事業モデル
アニコムグループは、保険持株会社として経営管理を行いながら、ペット保険を中心とした多角的な事業展開を行っています。主な事業構成は、損害保険事業のほか、動物病院運営や健康イノベーション3970といった医療・予防領域を含む複数のセグメントで構成されています。
これらの事業は「川上」から「川下」までを網羅する有機的なポートフォリオとして設計されており、ブリーディングサポートから高度な医療提供までを一貫して支える体制を構築しています。保険契約者や動物病院との接点を活用し、予防・未用意領域における商品やサービスの拡充を図ることで、グループ間のシナジー発揮を目指しています。
KPI
損害保険事業においては、保有契約件数が1,392,772件に達しており、堅調な伸長を継続しています。当連結会計年度の新規契約件数は266,231件(前年同期比8.3%増)と、良好な推移を見せています。
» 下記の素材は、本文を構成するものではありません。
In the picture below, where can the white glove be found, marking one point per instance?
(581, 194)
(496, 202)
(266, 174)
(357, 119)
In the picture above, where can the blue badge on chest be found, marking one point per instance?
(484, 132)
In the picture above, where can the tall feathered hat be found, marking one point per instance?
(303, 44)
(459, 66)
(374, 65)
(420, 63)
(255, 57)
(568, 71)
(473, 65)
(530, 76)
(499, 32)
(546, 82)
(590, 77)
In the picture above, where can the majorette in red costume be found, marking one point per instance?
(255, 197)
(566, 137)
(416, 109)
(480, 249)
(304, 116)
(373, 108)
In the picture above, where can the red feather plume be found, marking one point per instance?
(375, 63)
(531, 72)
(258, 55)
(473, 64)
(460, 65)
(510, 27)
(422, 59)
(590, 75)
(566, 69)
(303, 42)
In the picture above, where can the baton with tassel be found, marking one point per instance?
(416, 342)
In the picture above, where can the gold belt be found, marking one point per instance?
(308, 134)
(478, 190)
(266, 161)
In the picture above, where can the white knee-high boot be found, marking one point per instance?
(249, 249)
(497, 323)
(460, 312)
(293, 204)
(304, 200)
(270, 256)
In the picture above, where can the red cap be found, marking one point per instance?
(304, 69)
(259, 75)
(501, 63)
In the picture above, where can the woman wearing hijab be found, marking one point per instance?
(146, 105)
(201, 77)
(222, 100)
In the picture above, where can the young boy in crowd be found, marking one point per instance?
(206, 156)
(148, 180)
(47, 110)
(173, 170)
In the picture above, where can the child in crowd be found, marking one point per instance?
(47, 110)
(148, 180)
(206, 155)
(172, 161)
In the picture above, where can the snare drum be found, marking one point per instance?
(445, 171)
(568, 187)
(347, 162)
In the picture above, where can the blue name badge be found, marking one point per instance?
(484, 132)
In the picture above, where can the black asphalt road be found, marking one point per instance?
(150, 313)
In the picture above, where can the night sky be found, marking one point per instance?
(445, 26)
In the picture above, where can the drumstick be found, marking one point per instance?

一方で、保険引受におけるE/I損害率は62.2%となり、前年同期比で1.6ポイント上昇しています。また、既経過保険料ベースの事業費率も32.8%(前年同期比0.5ポイント増)となっており、これらを合算したコンバインド・レシオは95.0%に達しています。
成長ドライバー
成長の源泉は、ペット保険を核とした強固な顧客基盤と、それに関連する多角的な事業展開にあります。特に「健康イノベーション事業」や「動物病院運営事業」といった医療・予防領域への投資により、単なる保険提供を超えた価値提供を目指しています。
また、139万頭を超える保有契約から得られる膨大な診療データや、独自の医療ネットワークを活用したシナジーが成長を牽引します。これらのデータを活用し、病気のリスク要因の特定や発症確率の解明を進めることで、予防型ペット保険の確立に向けた取り組みを推進しています。
リスク
主要なリスクとして、売上の約90%を占めるペット保険事業が、国内の経済環境の変化や人獣共通感染症の発生により、飼育頭数の減少から影響を受ける可能性が挙げられています。また、大手損害保険会社や他業種からの参入による競争激化も、契約数や保険料単価に影響を及ぼす要因となります。
さらに、動物の疾病発症率や医療費水準の上昇に伴う損害率の上昇リスクや、資産運用における金利・株価変動の影響も認識されています。これらに対し、同社はERM(統合的リスク管理)を推進し、適切な資本配分とモニタリング体制の構築を通じて経営の健全性を確保する方針です。
競合
ペット保険市場においては、大手損害保険会社の参入や他業種からの参語など、競争が激化する環境にあります。競合他社との差別化を図るため、同社は単なる保険提供にとどまらない独自の強みを持たせる戦略をとっています。
具体的には、ブリーディングサポートから高度医療までをカバーする「川上から川下」の連携によるエコシステムの構築です。この独自な事業構造により、他社との差別化を図りつつ、ペット保険のニーズの顕在化を捉えた強固なポジションの確立を目指しています。
バリュエーション
2026年8月17日時点の市場データにおいて、同社の株価は1,092円となっています。この時点での時価総額は約829.4億円と算出されています。
また、同日のデータに基づくPERは38.31倍、PBRは2.86倍となっており、配当利回りは1.19%を記録しています。